A transferee of real property who, knowing that the transfer had been made with intent to defraud a creditor of the transferor, sold the property to a good faith purchaser for fair consideration and delivered the net proceeds to the transferor before the creditor's claim had been reduced to judgment was not personally liable to the creditor. [349-351] HENNESSEY, C.J., dissenting.
CIVIL ACTION commenced in the Superior Court on April 5, 1977.
The case was heard by Meagher, J.
After review was sought in the Appeals Court, the Supreme Judicial Court ordered direct appellate review on its own initiative.
Darragh K. Kasakoff for the defendant.
Shirley A. Doyle (Thomas J. Donahue, Jr., with her) for the plaintiff.
BRAUCHER, J . A debtor conveys property to his wife, and she conveys it to her sister's husband, all with an intent to put the property beyond the reach of a creditor.

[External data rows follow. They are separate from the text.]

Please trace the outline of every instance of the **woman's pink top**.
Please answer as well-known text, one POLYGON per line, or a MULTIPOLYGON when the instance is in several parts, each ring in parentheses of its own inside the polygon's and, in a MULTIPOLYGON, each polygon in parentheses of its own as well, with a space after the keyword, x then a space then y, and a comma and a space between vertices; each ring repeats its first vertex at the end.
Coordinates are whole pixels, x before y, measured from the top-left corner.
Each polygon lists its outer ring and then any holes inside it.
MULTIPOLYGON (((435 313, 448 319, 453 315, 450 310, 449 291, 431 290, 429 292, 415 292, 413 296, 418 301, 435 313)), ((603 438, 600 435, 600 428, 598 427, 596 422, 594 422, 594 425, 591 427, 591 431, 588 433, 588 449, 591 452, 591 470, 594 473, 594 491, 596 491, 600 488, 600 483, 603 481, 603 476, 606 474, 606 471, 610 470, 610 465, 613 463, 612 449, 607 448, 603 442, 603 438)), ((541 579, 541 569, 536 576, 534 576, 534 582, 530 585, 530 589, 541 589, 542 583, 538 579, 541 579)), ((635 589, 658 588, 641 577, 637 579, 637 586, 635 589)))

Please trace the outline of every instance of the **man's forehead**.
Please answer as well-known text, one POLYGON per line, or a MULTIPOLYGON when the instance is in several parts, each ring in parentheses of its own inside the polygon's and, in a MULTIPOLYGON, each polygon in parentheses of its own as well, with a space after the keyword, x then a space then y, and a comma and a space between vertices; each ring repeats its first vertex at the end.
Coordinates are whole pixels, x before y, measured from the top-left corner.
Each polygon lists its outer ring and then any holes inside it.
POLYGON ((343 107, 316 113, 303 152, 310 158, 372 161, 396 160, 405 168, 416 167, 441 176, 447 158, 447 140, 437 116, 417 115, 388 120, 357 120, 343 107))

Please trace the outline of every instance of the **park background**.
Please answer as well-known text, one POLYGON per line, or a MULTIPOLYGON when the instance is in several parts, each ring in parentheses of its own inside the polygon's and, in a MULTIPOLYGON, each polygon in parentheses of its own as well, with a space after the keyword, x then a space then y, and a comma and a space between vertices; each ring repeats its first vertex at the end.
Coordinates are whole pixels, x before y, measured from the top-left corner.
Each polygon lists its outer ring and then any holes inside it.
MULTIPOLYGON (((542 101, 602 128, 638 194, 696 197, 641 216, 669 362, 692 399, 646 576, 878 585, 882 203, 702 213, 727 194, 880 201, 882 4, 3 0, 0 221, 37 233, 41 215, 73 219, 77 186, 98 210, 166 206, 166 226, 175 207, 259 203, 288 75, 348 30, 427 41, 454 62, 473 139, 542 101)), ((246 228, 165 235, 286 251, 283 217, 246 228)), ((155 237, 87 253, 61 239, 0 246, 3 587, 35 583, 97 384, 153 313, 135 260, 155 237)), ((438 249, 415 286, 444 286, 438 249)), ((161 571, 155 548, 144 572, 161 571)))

Before the creditor's claim is reduced to judgment, with knowledge of the fraudulent intent, the transferee participates in a sale of the property to a good faith purchaser for fair consideration, and pays over the net proceeds to the debtor. Taking into account the extent of the transferee's participation as in Modin v. Hanron, 346 Mass. 629, 631-632 (1964), we hold that the transferee is not personally liable to the creditor.
A judge of the Superior Court made findings based on a statement of agreed facts, which incorporated exhibits and a deposition of the defendant. We summarize the findings.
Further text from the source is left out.